Convert SortedList to Balanced BST
Solution 1 :
Time : O(n) Space: O(n)
- HashMap
- Ordinary inorder reconstruction.
Solution 2 :
Time : O(nlogn) Space: O(1)
- use slow - fast to find middle. O(n) unknown list size
- ordinary BST.
Solution 3 : Smart and Easy.
Variant of Inorder Traversal
Time : O(n) Space : O(1)
Parameter : list size, input list head.
Return:
- balanced BST converted from prefix of input list with length equal to size.

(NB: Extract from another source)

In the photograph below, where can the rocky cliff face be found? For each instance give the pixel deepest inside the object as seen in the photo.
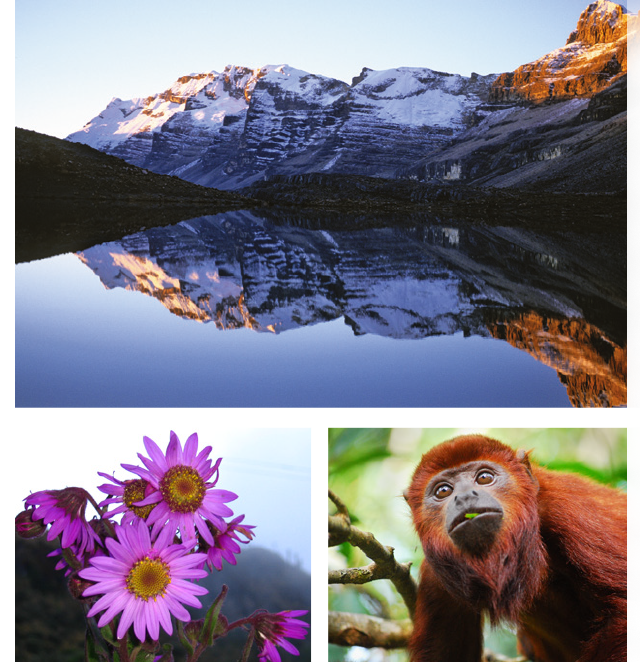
(603, 48)
(230, 129)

- remaining input linked list
class Result {
TreeNode root; //root of subtree
ListNode remaining; //remaing linklist
public Result(TreeNode root, ListNode remaining);
}
public TreeNode sortedListToBST(ListNode head) {
int size = getSize(head);
if (size == 0) {
return null;
}
Result res = helper(head,size);
return res.root;
}
private Result helper(ListNode head, int size) {
if (size == 0) {
return new Result(null,head);
}
int halfSize = size / 2;
Result fromLeft = helper(head, halfSize);
TreeNode cur = new TreeNode(fromLeft.remaining.val);
Result fromRight = helper(fromLeft.remaining.next, size - halfSize - 1);
cur.left = fromLeft.root;
cur.right = fromRight.root;
return new Result(cur, fromRight.remaining);
}
Solution 4 : Implementation without using wrapper class
//invariant : [left, right] balanced BST constructed from [leftNode, rightNode]

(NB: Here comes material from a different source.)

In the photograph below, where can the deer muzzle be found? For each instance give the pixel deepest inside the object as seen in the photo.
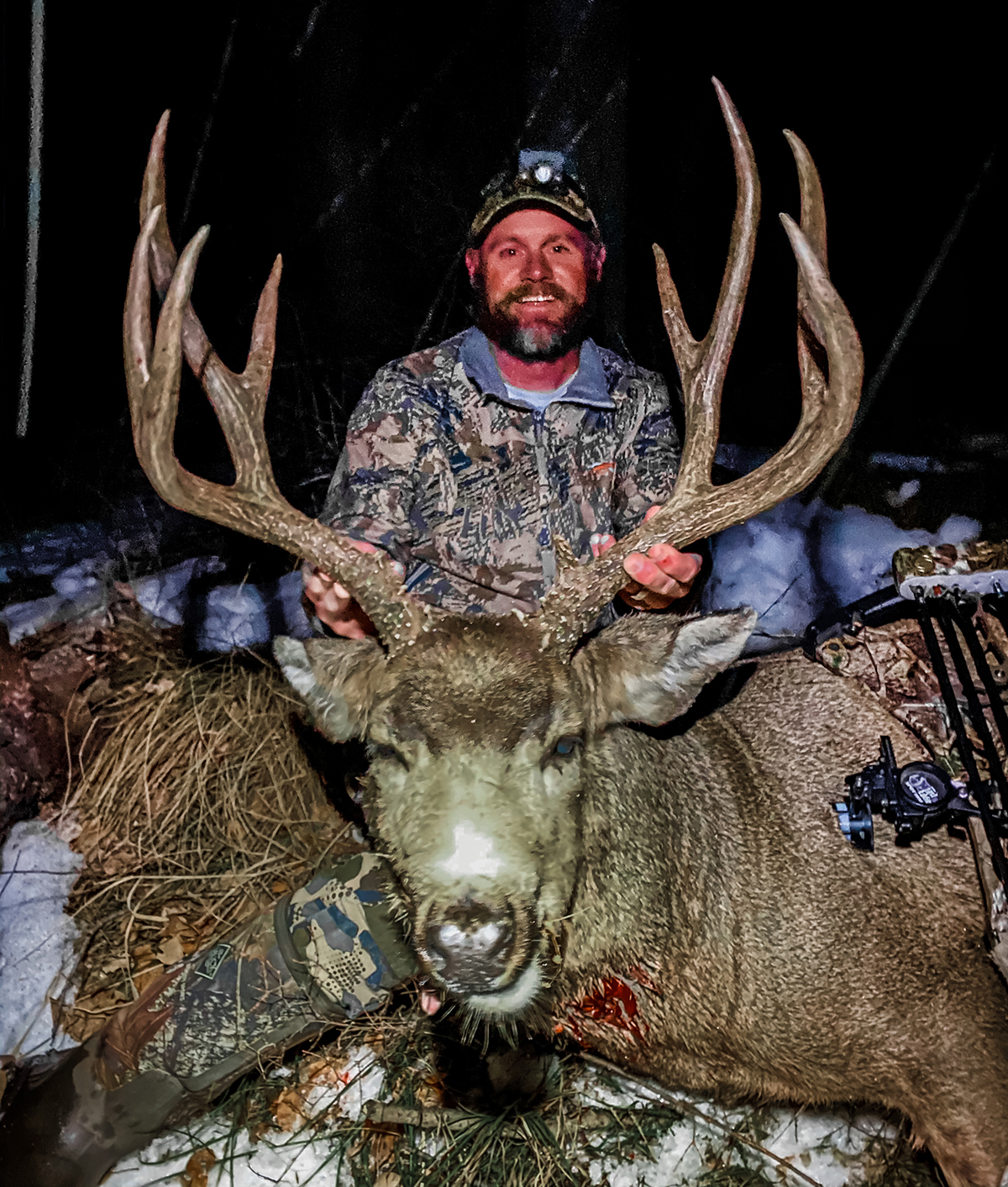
(476, 948)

//return type : root of subtree
TreeNode construct (int left, int right) {
if(left > right) {
return null;
}
int mid = left + (right - left) / 2;
TreeNode left = construct (left, mid - 1);
TreeNode root = new TreeNode(head.val);
head = head.next;
TreeNode right = construct(mid + 1, right);
//link together
root.left = left;
root.right = right;
return root;
}